At what age would you consider a women as a high risk candidate for developing breast cancer if you only take into account family history? By this, I am referring only to close relatives of the hypothetical candidate (ie. mother, sister, daughter). At what age is a woman thought of as high risk if she has one close family member with breast cancer? At what age is a woman thought of as high risk if she has 2 close family members with breast cancer?

There are specific tools to assess the risk of developing breast cancer, which do not only consider the family history of breast cancer or other risk factors. It is important to follow as much as possible well established guidelines and recommendations when defining a woman’s risk level.

Information on how to classify a patient as FH patient can be found here, according with NICE guidelines: https://cks.nice.org.uk/topics/breast-cancer-managing-fh/management/breast-cancer-managing-fh/

Starting age is influenced by different factors. Information from the High Risk screening programme in UK can be found here:
https://www.gov.uk/government/publications/breast-screening-higher-risk-women-surveillance-protocols

answered by E. Giannotti & P. Clauser

”Is

YES:
If surgical candidate with either dense breast/ suspicion of multifocality/-centricity on conventional imaging (with equivocal findings on conventional imaging).
If neoadjuvant chemotherapy planned
If not surgical candidate and neoendocrine treatment planned if MRI is tolerated (otherwise US)

NO:
Bilateral mastectomy planned
Non-dense breast with unifocal cancer/ no suspicion of multifocality/-centricity on conventional imaging
Obviously, in case of contraindications to MRI or contrast agent administration

answered by R. Mann, K. Pinker-Domenig and P. Clauser

A focus or focal area of NME on MRI breast that is separate to the known primary cancer in the context of a patient with known breast cancer, how does one manage it?

In case of a focus (enhancing lesion < 5 mm), it is important to make sure that there is no correlate in the pre-contrast and in the T2-weighted images that might help with further characterization towards a small suspicious mass or benign lesion. In the absence of a correlate on T1 and T2 weighted sequence, the symmetry should be evaluated: diffuse, symmetric foci  are in general expression of diffuse benign changes in the breast.
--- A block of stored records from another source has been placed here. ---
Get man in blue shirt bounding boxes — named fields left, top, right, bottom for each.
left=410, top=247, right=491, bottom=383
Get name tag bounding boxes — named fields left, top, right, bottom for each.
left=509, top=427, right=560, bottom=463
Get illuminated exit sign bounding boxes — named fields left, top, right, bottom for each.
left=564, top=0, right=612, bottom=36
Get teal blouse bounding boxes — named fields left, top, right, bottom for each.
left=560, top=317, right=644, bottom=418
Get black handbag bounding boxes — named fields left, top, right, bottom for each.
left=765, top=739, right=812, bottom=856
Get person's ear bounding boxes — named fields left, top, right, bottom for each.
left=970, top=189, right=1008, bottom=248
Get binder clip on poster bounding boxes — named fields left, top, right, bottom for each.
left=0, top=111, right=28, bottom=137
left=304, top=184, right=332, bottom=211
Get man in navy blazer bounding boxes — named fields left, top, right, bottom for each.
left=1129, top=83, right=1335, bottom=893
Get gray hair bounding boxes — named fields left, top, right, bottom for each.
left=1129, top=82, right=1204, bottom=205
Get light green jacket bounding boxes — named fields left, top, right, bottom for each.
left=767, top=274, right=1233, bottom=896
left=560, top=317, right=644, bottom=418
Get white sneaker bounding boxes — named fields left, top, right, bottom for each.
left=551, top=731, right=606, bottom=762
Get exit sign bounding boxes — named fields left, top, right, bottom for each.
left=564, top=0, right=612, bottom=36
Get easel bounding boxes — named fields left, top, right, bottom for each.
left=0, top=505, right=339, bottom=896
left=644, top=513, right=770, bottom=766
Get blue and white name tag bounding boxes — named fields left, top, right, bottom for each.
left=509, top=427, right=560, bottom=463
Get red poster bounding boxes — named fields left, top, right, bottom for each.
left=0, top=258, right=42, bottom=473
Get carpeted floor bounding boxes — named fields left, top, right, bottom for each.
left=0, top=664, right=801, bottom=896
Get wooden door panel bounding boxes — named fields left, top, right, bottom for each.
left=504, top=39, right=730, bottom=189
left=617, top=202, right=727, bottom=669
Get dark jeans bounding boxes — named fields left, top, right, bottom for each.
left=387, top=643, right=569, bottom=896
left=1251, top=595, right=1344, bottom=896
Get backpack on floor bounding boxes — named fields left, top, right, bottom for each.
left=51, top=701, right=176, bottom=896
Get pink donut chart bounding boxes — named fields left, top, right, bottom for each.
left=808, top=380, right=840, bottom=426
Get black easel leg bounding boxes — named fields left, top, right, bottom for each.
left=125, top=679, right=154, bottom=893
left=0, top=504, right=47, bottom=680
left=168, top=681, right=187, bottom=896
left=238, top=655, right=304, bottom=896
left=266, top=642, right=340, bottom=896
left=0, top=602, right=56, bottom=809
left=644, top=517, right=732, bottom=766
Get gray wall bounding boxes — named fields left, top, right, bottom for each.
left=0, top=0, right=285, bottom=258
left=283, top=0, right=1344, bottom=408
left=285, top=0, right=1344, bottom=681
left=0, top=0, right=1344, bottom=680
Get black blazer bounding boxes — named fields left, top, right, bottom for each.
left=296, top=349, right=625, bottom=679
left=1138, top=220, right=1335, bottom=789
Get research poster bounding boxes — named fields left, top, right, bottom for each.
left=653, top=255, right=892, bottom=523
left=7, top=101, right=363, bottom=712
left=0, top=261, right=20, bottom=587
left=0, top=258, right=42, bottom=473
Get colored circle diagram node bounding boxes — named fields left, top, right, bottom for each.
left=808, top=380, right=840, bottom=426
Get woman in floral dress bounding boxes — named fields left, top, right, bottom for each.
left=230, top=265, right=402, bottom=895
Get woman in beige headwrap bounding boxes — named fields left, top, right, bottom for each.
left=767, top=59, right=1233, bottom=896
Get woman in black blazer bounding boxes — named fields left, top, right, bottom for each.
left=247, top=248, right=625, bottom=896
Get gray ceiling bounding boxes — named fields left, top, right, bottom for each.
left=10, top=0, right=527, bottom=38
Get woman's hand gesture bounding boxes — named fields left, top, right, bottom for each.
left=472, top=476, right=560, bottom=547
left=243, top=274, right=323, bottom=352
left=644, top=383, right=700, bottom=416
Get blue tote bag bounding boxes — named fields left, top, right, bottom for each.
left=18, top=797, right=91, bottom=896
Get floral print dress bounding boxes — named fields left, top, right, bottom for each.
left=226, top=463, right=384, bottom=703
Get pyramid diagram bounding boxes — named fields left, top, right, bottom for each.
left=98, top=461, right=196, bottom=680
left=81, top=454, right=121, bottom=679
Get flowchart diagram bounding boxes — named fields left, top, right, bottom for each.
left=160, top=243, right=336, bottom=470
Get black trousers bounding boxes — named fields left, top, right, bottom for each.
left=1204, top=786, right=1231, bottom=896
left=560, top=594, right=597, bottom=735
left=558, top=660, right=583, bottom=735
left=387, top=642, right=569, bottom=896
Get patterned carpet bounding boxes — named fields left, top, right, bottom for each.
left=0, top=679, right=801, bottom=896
In case of a single focus or focal non mass enhancement, there is only a little number of findings specific for a benign diagnosis. Small intralesional cysts, high ADC values and homogeneous and persistent enhancement curves suggest a benign finding. In the clinical context of cancer staging, it is very important whether the additional finding may be oncologically relevant (thus, discuss the impact on the therapy with the team). In many cases, such findings represent B3 lesions which e.g. in case of adjuvant radiation therapy and antihormonal therapy may be oncologically well treated without dedicated surgery. It is a difficult and case-by-case decision to biopsy such lesions or not (thus, all imaging and clinical information should be considered).

answered by P. Baltzer and P. Clauser

Does linear-ductal non mass stippled enhancement always have to enhance in the direction of the nipple to be considered worrisome...or is it possible that this type of worrisome non mass enhancement can configure in a direction away from the nipple?

Linear enhancement is most frequently intraductal in origin, and consequently follows the ductal structure of the breast.

The term stippled however does no longer exist, as stippled enhancement has been grouped with background parenchymal enhancement.

In the area of non-mass enhancement you might encounter a focal area of enhancement or regional enhancement that does not conform to a ductal tree structure. These may still be worrysome as they may be caused by diffusely growing infiltrative tumors (e.g. lobulars). In most of the cases you will find more features pointing in the direction of cancer (i.e. exceptionally rapid enhancement and wash-out, edema, low adc values, etc.)